On Windows, yes – I have code to render TTF’s to bitmap, but it’s not cross platform. Though that’s hardly a concern at the moment 🙂
The other issue is licensing the fonts – supplying the TTF in the game bundle is a bit different to supplying a rastered bitmap, as anyone can lift the font and use it for their own purposes, etc. It’s down to the license on the chosen TTF itself. For now, I’d rather avoid such concerns.
As and when it ‘becomes a problem’ – i.e. I actually get to a release of Dom, then this will be on the list of things to rethink, as TTF based would be a lot nicer, allowing resolution independence.
Arent there good TTF fonts out there that are free?
Or only no fonts that you’d be fitting for the game?
And if storing them as textures is fine cant you store them in some encrypted/whatever format?
There are loads – cooltext.com are all free, but not necessarily to distribute, and fewer still that look good, and suit Dom’s interface.

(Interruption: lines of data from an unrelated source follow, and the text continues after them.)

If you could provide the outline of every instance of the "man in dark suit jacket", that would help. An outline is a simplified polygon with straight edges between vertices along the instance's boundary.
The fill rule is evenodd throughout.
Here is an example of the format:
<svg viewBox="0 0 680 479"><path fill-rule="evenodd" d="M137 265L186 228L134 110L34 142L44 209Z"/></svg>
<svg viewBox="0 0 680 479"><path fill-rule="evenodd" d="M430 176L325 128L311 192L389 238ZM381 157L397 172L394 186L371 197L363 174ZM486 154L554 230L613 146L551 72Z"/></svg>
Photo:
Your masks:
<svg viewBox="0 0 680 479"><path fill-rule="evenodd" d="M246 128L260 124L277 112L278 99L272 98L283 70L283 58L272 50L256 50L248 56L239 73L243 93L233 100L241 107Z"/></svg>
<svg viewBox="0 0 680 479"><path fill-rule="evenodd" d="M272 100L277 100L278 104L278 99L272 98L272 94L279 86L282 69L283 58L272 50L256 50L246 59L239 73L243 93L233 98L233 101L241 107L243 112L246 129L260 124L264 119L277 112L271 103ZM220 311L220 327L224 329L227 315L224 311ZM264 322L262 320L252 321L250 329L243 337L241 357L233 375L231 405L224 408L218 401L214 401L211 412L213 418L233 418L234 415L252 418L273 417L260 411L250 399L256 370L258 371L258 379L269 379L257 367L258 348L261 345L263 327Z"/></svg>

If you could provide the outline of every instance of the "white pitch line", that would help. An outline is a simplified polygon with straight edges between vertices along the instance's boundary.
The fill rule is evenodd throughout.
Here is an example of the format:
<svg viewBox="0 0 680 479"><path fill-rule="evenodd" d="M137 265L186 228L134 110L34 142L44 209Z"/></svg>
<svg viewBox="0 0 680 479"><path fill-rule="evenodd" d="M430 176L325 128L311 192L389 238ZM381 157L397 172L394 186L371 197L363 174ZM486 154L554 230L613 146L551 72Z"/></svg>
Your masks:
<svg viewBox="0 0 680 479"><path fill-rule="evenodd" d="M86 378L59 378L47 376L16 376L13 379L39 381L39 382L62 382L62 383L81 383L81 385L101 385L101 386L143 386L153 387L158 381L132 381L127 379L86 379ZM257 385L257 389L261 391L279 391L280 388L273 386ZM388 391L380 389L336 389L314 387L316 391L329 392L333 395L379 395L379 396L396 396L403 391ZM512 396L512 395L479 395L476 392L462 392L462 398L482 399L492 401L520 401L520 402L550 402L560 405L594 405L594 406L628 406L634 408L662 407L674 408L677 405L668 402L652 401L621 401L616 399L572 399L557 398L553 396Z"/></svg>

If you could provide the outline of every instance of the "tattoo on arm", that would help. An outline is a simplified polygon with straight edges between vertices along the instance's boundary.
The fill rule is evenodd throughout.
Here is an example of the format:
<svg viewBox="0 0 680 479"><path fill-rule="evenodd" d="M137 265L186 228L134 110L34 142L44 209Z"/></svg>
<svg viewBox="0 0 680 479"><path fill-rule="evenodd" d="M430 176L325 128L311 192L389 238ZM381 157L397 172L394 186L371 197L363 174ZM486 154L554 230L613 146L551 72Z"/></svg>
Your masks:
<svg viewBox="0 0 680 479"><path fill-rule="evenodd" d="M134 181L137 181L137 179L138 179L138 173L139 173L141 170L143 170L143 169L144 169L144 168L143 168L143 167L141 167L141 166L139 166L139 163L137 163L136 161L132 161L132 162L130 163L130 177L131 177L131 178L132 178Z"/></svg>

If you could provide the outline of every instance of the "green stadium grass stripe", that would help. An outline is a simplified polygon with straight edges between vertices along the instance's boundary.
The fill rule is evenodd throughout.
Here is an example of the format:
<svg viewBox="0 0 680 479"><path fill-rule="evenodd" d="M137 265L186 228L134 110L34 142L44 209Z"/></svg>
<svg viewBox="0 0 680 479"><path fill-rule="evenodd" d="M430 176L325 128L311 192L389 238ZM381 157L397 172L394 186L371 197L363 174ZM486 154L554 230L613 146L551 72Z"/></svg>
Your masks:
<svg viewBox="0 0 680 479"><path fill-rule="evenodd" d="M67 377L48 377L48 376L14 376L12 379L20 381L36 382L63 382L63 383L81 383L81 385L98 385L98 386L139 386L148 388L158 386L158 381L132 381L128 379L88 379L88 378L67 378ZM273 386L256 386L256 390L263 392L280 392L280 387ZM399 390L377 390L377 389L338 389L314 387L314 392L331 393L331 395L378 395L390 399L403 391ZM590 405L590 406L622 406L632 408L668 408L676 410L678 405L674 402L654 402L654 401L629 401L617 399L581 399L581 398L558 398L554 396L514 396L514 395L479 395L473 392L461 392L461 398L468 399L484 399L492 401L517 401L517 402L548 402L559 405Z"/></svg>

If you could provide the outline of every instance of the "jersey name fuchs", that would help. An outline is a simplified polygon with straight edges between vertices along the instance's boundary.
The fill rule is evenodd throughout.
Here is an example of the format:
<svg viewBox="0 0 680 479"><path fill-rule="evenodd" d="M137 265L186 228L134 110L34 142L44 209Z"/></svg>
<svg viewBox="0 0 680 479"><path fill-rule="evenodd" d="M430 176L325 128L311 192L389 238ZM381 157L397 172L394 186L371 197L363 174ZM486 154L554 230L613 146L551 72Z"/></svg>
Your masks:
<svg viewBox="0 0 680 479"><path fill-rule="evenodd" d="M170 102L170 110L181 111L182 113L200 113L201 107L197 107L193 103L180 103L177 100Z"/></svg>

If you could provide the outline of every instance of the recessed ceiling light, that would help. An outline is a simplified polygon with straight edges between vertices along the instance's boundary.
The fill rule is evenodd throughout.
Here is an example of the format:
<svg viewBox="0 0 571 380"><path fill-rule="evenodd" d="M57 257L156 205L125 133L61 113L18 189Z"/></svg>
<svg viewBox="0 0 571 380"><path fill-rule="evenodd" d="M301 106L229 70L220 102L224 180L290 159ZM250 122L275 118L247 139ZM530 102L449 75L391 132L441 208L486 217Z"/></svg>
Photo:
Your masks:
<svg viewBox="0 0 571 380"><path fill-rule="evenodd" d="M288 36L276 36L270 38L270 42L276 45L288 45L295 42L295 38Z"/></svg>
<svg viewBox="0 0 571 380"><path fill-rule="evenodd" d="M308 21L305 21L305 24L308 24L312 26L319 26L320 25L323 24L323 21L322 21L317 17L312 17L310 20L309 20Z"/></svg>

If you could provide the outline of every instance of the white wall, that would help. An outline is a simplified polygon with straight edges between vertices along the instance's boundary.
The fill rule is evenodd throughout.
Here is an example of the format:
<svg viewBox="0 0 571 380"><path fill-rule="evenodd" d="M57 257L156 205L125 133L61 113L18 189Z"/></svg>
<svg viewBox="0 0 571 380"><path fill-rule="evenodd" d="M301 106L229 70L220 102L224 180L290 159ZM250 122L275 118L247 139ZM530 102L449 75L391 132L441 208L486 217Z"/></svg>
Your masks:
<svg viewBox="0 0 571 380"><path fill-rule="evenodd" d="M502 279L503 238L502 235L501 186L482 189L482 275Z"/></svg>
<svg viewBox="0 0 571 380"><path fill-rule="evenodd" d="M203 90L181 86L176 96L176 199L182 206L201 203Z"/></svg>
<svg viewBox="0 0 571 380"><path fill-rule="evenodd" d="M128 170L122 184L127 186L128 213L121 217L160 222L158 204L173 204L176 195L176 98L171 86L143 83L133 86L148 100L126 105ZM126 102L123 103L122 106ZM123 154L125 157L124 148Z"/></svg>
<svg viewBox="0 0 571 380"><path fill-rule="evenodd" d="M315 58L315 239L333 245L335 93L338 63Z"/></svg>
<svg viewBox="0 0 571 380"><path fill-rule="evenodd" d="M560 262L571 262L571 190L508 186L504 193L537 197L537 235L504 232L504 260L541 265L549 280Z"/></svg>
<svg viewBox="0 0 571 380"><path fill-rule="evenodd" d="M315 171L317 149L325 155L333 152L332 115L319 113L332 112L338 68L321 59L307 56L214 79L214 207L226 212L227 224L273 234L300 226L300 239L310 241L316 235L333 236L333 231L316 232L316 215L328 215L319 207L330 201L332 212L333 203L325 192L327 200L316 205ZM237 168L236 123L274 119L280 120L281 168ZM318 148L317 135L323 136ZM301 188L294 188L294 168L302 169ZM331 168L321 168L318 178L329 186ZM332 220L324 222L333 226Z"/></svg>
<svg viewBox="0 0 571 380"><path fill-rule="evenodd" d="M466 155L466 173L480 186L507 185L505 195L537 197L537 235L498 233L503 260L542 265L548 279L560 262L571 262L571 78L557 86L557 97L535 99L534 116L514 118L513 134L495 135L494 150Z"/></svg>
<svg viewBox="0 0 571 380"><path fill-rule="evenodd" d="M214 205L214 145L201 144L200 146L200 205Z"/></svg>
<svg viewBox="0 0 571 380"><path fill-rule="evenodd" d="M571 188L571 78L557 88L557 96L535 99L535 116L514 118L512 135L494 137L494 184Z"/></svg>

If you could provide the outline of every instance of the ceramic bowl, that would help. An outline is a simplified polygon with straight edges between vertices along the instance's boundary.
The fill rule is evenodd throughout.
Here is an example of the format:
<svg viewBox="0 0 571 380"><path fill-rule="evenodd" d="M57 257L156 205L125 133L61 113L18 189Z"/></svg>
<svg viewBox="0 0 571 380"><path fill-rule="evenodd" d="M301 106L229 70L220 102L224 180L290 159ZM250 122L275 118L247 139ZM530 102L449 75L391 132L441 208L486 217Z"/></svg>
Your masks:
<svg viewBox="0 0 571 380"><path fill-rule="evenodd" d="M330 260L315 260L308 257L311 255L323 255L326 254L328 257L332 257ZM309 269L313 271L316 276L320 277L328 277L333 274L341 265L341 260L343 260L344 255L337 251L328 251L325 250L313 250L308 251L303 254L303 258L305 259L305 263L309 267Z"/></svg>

Encrypting them is a workaround, but, if Dom ever became commercial and someone found them by digging into the bundle, it’s the path of darkness. I’ve already been slapped with a legal threat for calling it ‘Dominion’ so I’m less than reluctant to /deliberately/ encourage more legal issues.
Besides which it’s also a ‘diminishing returns’ problem, there are LOADS of fonts to choose from, which take time to view, select, and then convert to in-game fonts to see how they look… that takes a lot of time (almost a day of dev to do what you see in this post). So when it becomes necessary (i.e. a commercial release) I’ll revisit, in the mean time this is good enough, and I can better spend my time on gameplay (for a change) 🙂
Heh, i can understand that you dont want another legal incident.
And back when the dominion/dominium happened i only facepalmed over it.
I still enter dominion.maksw rather than dominium.maksw.